With the coming of the New Hart-Parr 12-25 the company once again changed the face of the tractor industry. In this same connection though, tractor collectors often comment about the similarities between the New Hart-Parr and the concurrently built Waterloo Boy tractors. To be sure, there are similarities, but whether by accident or whether by design, no information has ever surfaced to precisely indicate how Hart-Parr developed their concept of the ideal small tractor. Similarities aside, the New Hart Parr and its siblings immediately became very popular with farmers.
Right on the heels of the New Hart Parr 12-25 came the Hart-Parr 15-30 “A” tractor. This model was built in the 1918-22 period. When the Nebraska Tractor Tests began in 1920, the Hart- Parr “30” as it was known, made its debut in June of that year. It yielded an impressive fuel economy of 8.04 horsepower hours per gallon of kerosene. Subsequently, Hart-Parr introduced their “20” tractor in 1921, continuing it until 1924. Also in 1921, Hart-Parr introduced stationary engines, using the comparable tractor engines, but mounting them on a substantial cast iron base. This continued until at least 1929. Numerous improvements and new models appeared during the 1920s. Yet, the days of the Hart-Parr were numbered…farmers wanted row-crop tractors.

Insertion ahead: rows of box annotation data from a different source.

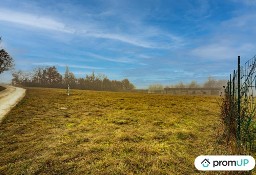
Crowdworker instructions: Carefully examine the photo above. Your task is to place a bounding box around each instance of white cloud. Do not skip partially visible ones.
[0,8,183,49]
[32,62,104,69]
[0,9,74,33]
[86,52,134,63]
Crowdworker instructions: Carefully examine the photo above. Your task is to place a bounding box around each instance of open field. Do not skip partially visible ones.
[0,88,226,174]
[0,86,5,91]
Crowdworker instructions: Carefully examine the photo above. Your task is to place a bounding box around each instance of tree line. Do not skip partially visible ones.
[12,66,135,91]
[148,77,227,91]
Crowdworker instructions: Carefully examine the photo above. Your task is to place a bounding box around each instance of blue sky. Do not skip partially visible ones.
[0,0,256,88]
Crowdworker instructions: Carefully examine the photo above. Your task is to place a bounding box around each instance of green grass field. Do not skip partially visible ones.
[0,88,226,175]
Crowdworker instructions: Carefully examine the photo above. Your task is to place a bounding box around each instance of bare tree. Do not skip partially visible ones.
[0,49,14,74]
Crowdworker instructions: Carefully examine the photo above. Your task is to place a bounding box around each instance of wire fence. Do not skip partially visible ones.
[221,56,256,152]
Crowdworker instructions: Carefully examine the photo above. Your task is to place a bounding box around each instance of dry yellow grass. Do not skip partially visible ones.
[0,88,228,175]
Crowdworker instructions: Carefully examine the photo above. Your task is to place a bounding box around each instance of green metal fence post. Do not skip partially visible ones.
[237,56,241,143]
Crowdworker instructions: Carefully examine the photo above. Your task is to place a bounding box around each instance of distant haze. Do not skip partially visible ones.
[0,0,256,88]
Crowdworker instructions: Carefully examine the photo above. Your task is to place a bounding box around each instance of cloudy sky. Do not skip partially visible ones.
[0,0,256,88]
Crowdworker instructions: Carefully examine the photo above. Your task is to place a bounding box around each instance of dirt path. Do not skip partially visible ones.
[0,86,26,123]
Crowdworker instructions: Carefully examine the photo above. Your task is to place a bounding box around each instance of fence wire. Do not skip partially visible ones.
[222,56,256,151]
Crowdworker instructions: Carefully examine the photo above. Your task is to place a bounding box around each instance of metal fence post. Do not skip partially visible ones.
[237,56,241,142]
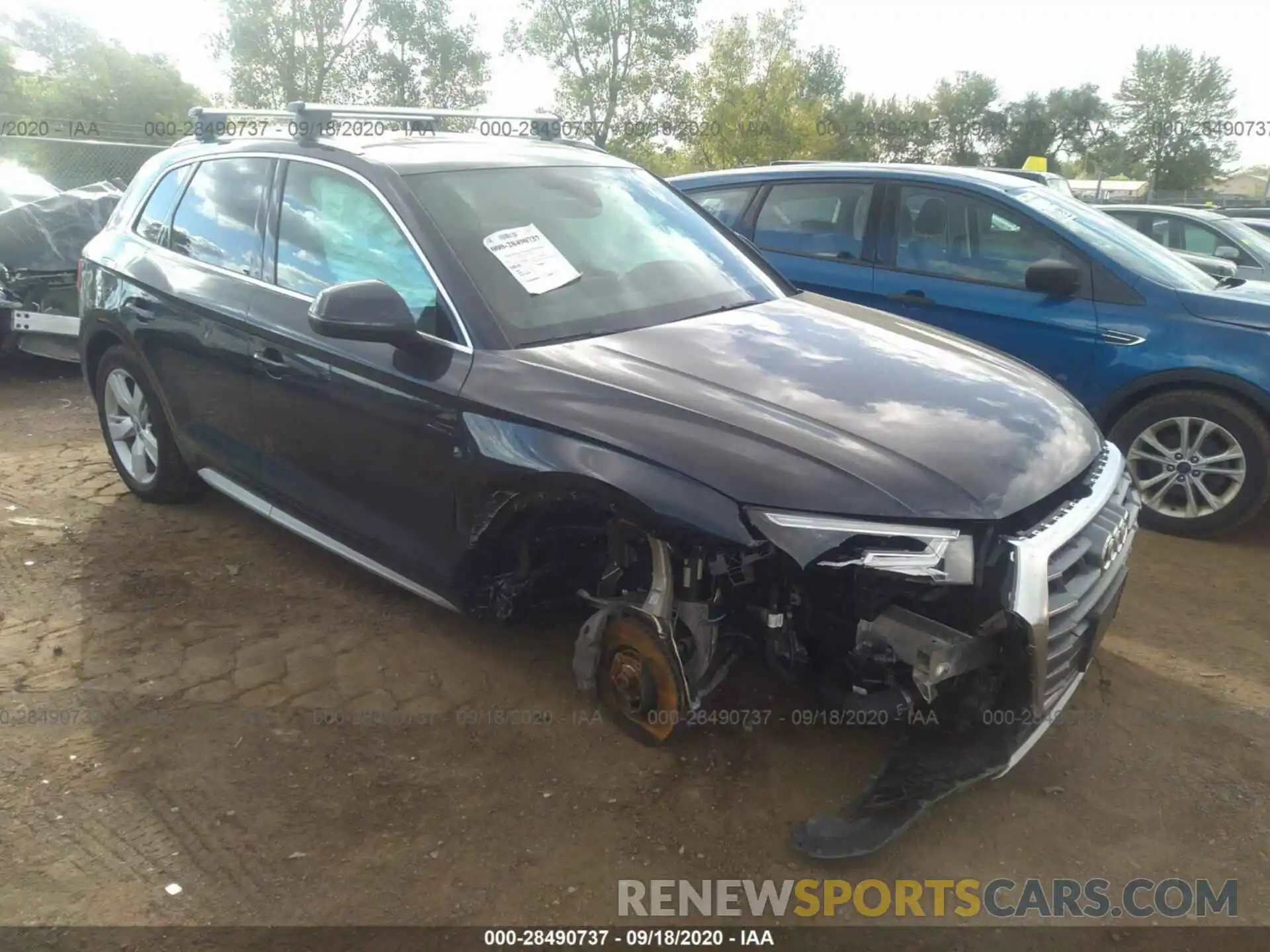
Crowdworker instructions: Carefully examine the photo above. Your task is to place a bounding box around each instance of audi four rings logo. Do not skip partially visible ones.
[1103,513,1129,569]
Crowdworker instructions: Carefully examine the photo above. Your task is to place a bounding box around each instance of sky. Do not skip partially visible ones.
[10,0,1270,165]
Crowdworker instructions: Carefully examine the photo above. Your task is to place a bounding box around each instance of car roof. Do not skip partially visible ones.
[1097,203,1226,221]
[170,132,632,175]
[667,163,1038,192]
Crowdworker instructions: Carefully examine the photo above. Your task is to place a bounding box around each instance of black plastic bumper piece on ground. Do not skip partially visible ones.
[792,725,1031,859]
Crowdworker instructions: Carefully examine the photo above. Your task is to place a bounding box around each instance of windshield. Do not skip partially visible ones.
[1222,218,1270,262]
[404,167,783,346]
[1015,188,1218,291]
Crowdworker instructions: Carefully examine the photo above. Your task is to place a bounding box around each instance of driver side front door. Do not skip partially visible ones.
[251,159,472,593]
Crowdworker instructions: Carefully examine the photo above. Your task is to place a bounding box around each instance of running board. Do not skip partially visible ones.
[198,468,458,612]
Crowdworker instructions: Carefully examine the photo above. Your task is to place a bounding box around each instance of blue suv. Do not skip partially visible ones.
[671,163,1270,536]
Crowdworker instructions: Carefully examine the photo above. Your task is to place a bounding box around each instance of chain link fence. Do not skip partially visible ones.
[0,136,167,189]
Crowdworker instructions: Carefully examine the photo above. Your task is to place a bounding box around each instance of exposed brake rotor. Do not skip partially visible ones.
[595,615,683,745]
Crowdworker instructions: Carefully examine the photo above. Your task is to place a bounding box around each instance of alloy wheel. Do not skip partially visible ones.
[103,367,159,486]
[1126,416,1247,519]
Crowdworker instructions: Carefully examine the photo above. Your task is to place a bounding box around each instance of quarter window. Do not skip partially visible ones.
[689,185,758,229]
[754,182,872,262]
[276,161,442,340]
[137,165,190,245]
[169,159,272,278]
[896,185,1085,291]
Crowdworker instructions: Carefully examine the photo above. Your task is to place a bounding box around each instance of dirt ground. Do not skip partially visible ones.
[0,360,1270,947]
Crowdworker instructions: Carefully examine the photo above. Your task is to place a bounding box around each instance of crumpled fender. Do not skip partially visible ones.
[457,414,759,551]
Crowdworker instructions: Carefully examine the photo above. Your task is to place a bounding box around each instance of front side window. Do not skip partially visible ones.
[896,185,1080,291]
[169,157,272,278]
[754,182,872,262]
[137,165,192,245]
[275,161,442,330]
[1013,188,1216,291]
[1222,218,1270,264]
[404,165,783,346]
[689,185,758,229]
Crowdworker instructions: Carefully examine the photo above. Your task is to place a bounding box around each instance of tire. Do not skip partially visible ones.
[94,344,207,502]
[1110,389,1270,538]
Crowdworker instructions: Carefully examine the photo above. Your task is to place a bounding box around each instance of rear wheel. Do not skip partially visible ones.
[95,345,207,502]
[597,615,685,746]
[1111,389,1270,537]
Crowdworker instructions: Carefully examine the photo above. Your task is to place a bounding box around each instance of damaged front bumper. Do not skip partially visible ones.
[792,443,1140,859]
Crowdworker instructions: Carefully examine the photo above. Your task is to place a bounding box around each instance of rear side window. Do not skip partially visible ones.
[137,165,190,245]
[689,185,758,229]
[276,161,442,340]
[754,182,872,262]
[169,157,272,278]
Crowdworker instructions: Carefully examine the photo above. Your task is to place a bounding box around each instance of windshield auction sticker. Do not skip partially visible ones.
[484,225,581,294]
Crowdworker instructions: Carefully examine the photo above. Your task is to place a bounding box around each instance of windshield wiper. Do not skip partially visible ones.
[686,298,758,320]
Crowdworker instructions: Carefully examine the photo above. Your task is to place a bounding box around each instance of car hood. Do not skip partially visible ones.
[464,294,1103,519]
[1177,280,1270,330]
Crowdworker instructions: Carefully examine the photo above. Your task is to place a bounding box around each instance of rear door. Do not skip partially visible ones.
[120,156,273,480]
[747,179,881,306]
[251,159,472,590]
[874,182,1100,397]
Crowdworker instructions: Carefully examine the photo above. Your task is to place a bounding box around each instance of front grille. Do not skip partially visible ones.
[1042,472,1138,707]
[1009,443,1140,713]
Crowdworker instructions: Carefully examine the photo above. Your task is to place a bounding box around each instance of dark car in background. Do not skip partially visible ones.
[671,163,1270,536]
[80,104,1139,855]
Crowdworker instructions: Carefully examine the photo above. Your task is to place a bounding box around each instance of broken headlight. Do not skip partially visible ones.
[745,509,974,585]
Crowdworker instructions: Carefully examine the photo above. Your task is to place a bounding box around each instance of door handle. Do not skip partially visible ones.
[251,346,287,377]
[886,291,935,307]
[123,297,159,324]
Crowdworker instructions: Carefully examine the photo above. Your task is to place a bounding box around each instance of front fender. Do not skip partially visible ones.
[457,414,758,549]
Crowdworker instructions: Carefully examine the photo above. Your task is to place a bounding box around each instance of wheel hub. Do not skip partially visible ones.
[1125,416,1247,519]
[102,367,159,486]
[609,649,657,717]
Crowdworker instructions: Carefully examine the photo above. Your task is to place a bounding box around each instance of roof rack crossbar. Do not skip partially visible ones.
[287,100,562,139]
[181,100,573,151]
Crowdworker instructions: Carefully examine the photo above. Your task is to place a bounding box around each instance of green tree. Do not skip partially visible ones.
[687,4,847,169]
[863,97,941,164]
[0,9,203,141]
[212,0,489,109]
[931,71,1003,165]
[993,83,1111,171]
[371,0,489,109]
[504,0,698,147]
[1115,46,1238,189]
[212,0,377,109]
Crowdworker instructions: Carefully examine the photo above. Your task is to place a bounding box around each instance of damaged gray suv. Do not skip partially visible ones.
[79,103,1139,857]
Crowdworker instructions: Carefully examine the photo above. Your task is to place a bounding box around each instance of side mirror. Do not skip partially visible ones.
[309,280,415,344]
[1024,258,1081,297]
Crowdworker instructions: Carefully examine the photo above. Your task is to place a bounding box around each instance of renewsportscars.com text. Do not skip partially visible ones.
[617,877,1238,919]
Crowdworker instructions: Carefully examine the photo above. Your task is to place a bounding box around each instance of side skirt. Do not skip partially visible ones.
[198,468,458,612]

An interesting diversion of the 1924-27 period was the Hart-Parr washing machine. Apparently the company decided to cash in on what was then a booming market, and in fact, it appears that this machine was innovative and fairly popular. Despite all the positives, sales were apparently not so great…if they had been, the Hart-Parr washing machine probably would have been on the market for more than three years.